Subject: Re: overcommit
To: Chris G. Demetriou <firstname.lastname@example.org>
From: R. C. Dowdeswell <email@example.com>
Date: 03/21/2000 11:02:21
On 953586655 seconds since the Beginning of the UNIX epoch
Chris G. Demetriou wrote:
>firstname.lastname@example.org (Chris G. Demetriou) writes:
>> Michael Richardson <email@example.com> writes:
>> > For the curious, linux-kernel is having a debate on overcommit.
>> > http://www.uwsg.indiana.edu/hypermail/linux/kernel/0003.2/0003.html
>> *chuckle* Of course, we all individually know what the one true right
>> answer is... (but damned if we could agree as a group... 8-)
>This statement, of course, has prompted several people (so far 8-) to
>ask me what The One True Right Answer (or at least, my answer) is.
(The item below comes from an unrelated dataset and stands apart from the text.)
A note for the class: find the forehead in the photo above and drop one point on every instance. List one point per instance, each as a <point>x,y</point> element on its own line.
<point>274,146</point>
I think that there would be some value to a semi-overcommit strategy
whereby pages that are COW are assigned a (dynamic) `likelihood'
of being copied, and that value is used to generate a likely maximum
of memory usage which will not be exceeded. This would allow
typical system use to overcommit a little, but in general not run
out. I would propose that this would replace a strict overcommit
strategy, and a non-overcommit would be provided.